There is a Mauritius Cricket Federation, but it is not an official member of the International Cricket Council, hence they are not entitled to participate in the official ICC events.  Mauritius were at one stage members of the African Cricket Association, with plans in 2011 to travel to Zimbabwe to play the Hindu Gymkhana Club. but were no longer members by 2021.

Mauritius Cricket Federation is the official body that governs and promotes the sport in Mauritius. The federation is a democratic body with an executive committee. The executive committee members are electing via a general election which happens every four years. The current president of the Mauritius Cricket Federation is Mr. Ali Parkar (G .O .SK)

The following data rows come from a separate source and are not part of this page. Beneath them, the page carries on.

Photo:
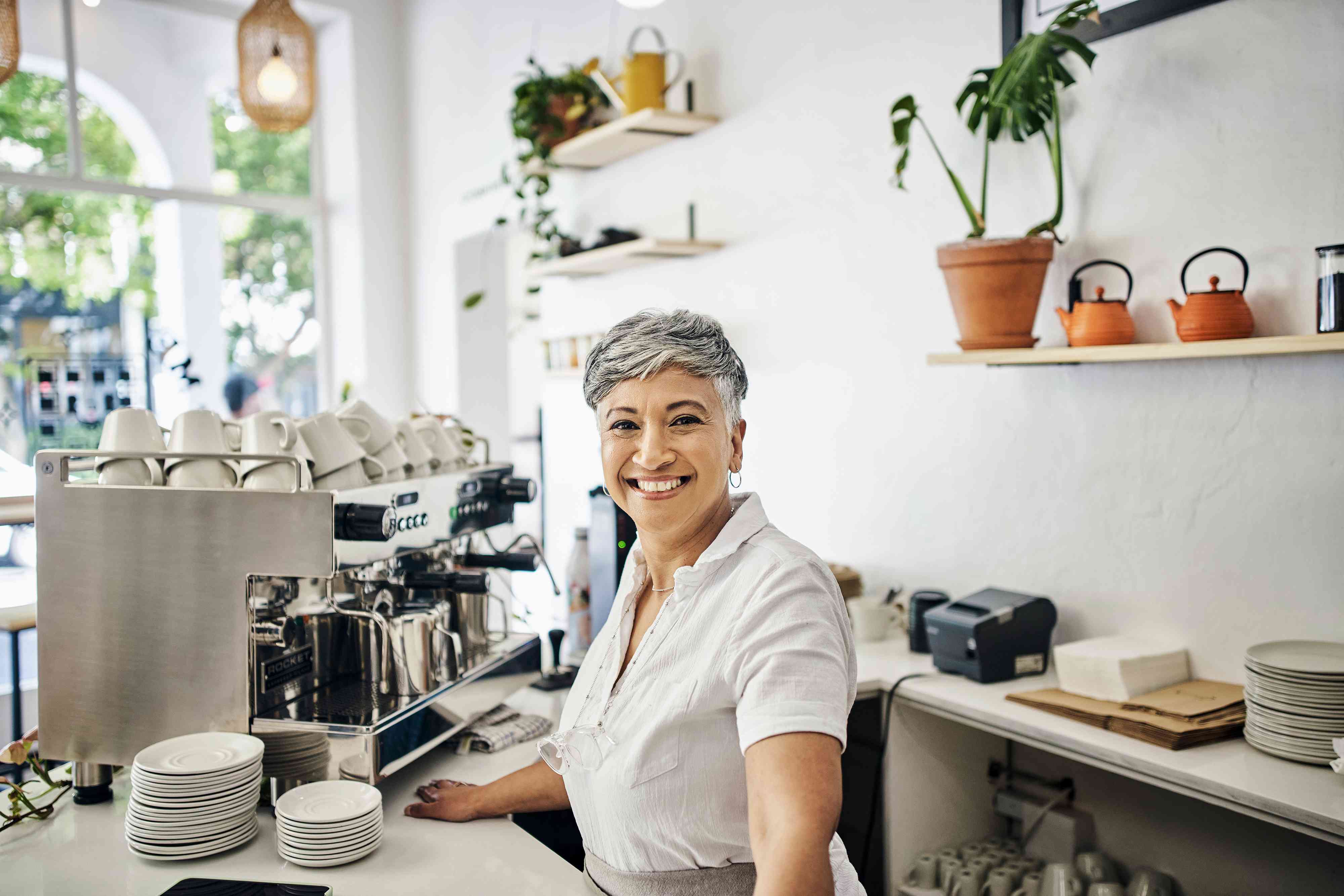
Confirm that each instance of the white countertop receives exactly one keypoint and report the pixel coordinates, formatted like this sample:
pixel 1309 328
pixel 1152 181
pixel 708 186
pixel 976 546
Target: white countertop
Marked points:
pixel 80 850
pixel 1229 773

In October 2000, the Beyond The Test World blog in Cricinfo produced its first ever listing about the independent countries and recognised political units where cricket has a presence. Mauritius were listed in the Africa region because there were four cricket clubs there and a cricket tourney, which was one of the criteria for the document.
But they did not make the cut
2006 was a memorable year for Mauritian cricket. The year 2006 has witnessed a transformation in the structure under which the sport is practised in Mauritius. The Maurindia Cricket Club organised the first Day-Night Cricket match at Anjaley Stadium between Indian High Commission – XI Vs Commonwealth XI that was telecasted live on MBC 3 for 4 hours. Maurindia Cricket Club and Riviere du Rempart Star Knitwear Sports Club have joined hands for the promotion of cricket in Mauritius and Federation of Cricket Clubs has been constituted under the patronage of Indian High Commission. The sport has received tremendous support from the Ministry of Youth & Sports, whereby a plot of  of land near Anjaley Stadium is being allotted to the Federation for the construction of a cricket stadium.

In April 2011, Tommy Hammond, of Tommy Hammond Sports, took South African first-class side KwaZulu-Natal Inland Under-15 side to Mauritius in what promised to be a most important and promising tour and proved to a ground-breaking tour in Mauritian cricket.

In June 2013, an action cricket style 6-a-side tournament was organised by Dolphins Cricket Club in Tamarin attracting 12 kids and adult teams from around the island.

MCB Moneygram T20 cricket league was organised in the year 2017 where Coromandel Cricket Club beat Northern Star Cricket Club in the final. The second edition of the tournament was organised in 2019 where Northern Star beat Northfields CC in the final. 

In 2020, the Mauritius Cricket Federation launched a 10-over format competition.